有名なアメノウズメノミコトの踊りに先立ち、「常夜の長鳴鳥」 を集めて高らかに鳴かせ、高天原の夜がまだ明けぬ間に夜明けを告げさせたのである。

神社の入り口にあるゲートを 「鳥居」 というところからみても、どうも 「鳥」 (この場合、鶏) は、「この世」 と 「この世ならぬ世」 を行き来する特別な存在であり、さらに、「結界」 を司る能力があるとみられていたようなのである。夜と朝の結界を鳴いて知らせるのも、そうした力ということのようだ。

だから、「常夜の長鳴鳥を集めて鳴かしめ」 たというのは、闇が消え、再び光が満ちることをストーリー付けるという意味があったわけだ。

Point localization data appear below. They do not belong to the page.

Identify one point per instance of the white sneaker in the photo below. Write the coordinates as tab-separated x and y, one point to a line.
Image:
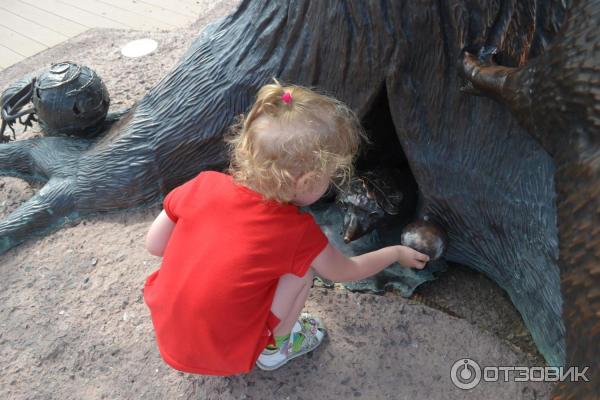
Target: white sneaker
308	326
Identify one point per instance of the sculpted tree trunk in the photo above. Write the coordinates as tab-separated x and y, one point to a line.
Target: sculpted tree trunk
482	177
557	98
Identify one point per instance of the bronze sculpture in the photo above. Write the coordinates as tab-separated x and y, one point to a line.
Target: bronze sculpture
482	177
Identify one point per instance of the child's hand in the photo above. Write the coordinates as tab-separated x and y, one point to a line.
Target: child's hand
412	258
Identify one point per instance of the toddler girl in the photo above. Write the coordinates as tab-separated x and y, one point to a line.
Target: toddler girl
239	255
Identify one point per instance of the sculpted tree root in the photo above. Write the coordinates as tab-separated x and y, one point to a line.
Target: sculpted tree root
486	181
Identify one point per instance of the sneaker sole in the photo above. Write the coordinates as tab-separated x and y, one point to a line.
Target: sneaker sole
276	366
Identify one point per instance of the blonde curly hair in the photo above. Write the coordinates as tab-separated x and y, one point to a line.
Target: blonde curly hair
281	139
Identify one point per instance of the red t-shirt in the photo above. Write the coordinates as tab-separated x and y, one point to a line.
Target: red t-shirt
211	298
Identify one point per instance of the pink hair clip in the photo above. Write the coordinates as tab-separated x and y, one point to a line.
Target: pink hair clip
286	97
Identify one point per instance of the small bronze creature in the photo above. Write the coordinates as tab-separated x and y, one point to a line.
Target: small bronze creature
425	237
68	99
377	198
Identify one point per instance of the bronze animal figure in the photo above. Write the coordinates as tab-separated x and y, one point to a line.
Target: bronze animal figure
485	170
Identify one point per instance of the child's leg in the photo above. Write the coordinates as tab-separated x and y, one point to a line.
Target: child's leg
290	296
288	303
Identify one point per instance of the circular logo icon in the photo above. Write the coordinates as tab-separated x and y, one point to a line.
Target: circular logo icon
465	374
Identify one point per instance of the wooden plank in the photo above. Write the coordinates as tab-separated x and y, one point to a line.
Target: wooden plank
9	57
31	30
151	11
188	9
43	17
132	20
18	43
74	14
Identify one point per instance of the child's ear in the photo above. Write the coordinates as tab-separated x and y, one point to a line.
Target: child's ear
303	182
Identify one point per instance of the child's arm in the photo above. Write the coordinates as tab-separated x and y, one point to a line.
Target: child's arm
333	265
159	234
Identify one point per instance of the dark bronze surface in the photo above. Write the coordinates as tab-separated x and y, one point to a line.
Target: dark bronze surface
485	169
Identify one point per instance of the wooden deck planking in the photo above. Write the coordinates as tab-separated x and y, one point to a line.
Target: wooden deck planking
18	43
9	57
30	26
29	29
42	17
86	18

日本には 「予祝」 という伝統がある。よい結果が現れるに先だって、予め祝っておくのである。田植えの前に豊作を喜ぶ祭りをしてしまうのはそれである。最近のニュースでは、「豊作を祈願する祭」 などと紹介するが、「祈願」 というより、先取りして祝っているのである。

そこには、「喜ぶ心」 が 「良き結果」 をもたらすという直観がある。村上和雄氏の 「遺伝子をスイッチオンするのは、ポジティブな想念」 という主張につながる。(参照

暗いことの多かった平成 16年を終えた今、まず悦んでおこうと思うのである。年賀状にもそれを書いた。